Abstract

Cardiac index (CI) may be derived from the Fick method, using measured or estimated oxygen consumption (VO2), or from thermodilution. In children, LaFarge VO2 estimates correlate poorly with measured VO2 values. In a large adult cohort, there was only modest correlation between estimated Fick CI (eFick CI) and thermodilution CI (TDCI).We evaluated the extent of agreement between eFick CI using LaFarge estimates of VO2 and TDCI in a pediatric cohort. A retrospective, single-center chart review of patients 3-18years of age who underwent cardiac catheterization with documented eFick CI and TDCI from 2004 to 2020 included 201 catheterizations from 161 unique patients. The mean patient age at catheterization was 12.2y (SD 4.4y). The most frequent diagnosis was cardiomyopathy, followed by congenital heart disease and pulmonary hypertension.
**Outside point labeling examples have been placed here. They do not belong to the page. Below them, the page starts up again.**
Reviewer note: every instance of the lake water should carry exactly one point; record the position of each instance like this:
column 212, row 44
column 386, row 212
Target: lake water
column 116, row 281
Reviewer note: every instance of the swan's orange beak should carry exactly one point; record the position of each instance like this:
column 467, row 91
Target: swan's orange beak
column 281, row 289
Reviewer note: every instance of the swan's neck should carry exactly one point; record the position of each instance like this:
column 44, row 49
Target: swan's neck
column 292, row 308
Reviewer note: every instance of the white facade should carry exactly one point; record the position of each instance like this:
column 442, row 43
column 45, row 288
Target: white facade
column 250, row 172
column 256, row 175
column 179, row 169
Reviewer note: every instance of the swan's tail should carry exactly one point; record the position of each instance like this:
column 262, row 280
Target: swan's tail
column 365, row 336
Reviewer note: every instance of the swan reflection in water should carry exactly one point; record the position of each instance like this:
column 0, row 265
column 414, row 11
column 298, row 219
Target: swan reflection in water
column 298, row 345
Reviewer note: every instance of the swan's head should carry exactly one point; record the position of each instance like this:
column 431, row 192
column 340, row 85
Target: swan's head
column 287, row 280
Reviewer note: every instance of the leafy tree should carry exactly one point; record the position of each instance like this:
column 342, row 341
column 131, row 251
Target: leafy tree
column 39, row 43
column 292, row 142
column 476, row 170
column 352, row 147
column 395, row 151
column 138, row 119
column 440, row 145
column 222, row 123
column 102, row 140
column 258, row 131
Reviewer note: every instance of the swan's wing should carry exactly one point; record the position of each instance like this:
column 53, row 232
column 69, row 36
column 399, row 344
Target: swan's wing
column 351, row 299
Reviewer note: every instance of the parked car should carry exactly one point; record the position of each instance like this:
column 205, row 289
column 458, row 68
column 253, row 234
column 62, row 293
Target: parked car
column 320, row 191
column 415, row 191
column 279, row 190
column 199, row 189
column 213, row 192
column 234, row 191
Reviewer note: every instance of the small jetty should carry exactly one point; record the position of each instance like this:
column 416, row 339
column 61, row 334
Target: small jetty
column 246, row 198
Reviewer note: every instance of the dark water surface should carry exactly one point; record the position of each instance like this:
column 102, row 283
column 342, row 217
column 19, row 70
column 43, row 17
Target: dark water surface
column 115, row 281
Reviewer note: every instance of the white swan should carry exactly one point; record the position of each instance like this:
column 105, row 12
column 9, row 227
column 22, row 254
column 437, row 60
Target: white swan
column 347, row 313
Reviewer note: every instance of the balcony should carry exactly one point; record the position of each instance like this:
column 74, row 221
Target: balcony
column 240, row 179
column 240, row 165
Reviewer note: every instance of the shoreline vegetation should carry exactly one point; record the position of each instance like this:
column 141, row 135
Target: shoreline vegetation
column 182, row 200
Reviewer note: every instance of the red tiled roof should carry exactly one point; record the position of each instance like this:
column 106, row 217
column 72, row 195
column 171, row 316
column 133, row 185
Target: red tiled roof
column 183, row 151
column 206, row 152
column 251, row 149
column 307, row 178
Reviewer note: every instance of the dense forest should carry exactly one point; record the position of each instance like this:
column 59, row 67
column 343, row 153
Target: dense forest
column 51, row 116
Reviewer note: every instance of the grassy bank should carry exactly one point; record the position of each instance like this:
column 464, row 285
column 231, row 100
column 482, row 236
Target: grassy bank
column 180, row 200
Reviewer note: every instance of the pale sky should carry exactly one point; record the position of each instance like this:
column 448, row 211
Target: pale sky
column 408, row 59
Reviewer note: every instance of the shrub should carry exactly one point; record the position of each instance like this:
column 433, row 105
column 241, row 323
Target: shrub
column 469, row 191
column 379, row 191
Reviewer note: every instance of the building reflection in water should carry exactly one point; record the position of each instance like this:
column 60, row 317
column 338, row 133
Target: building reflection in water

TDCI and eFick CI differed by > 20% in 49% of catheterizations. eFick CI systematically exceeded TDCI by a mean percentage difference of 24% (SD 31%). Higher mean CI ((eFick CI + TDCI)/2) and older age were predictive of greater percent difference between eFick CI and TDCI. For each increase in mean CI by 1.0 L/min/m2, the expected percent difference in CI increased by 9.9% (p < 0.001). In pediatric patients undergoing cardiac catheterization, eFick CI with LaFarge VO2 systematically exceeds TDCI. The difference between methods is frequently > 20%, which may have clinically significant implications. Discrepancies between eFick CI and TDCI increase at higher mean CI.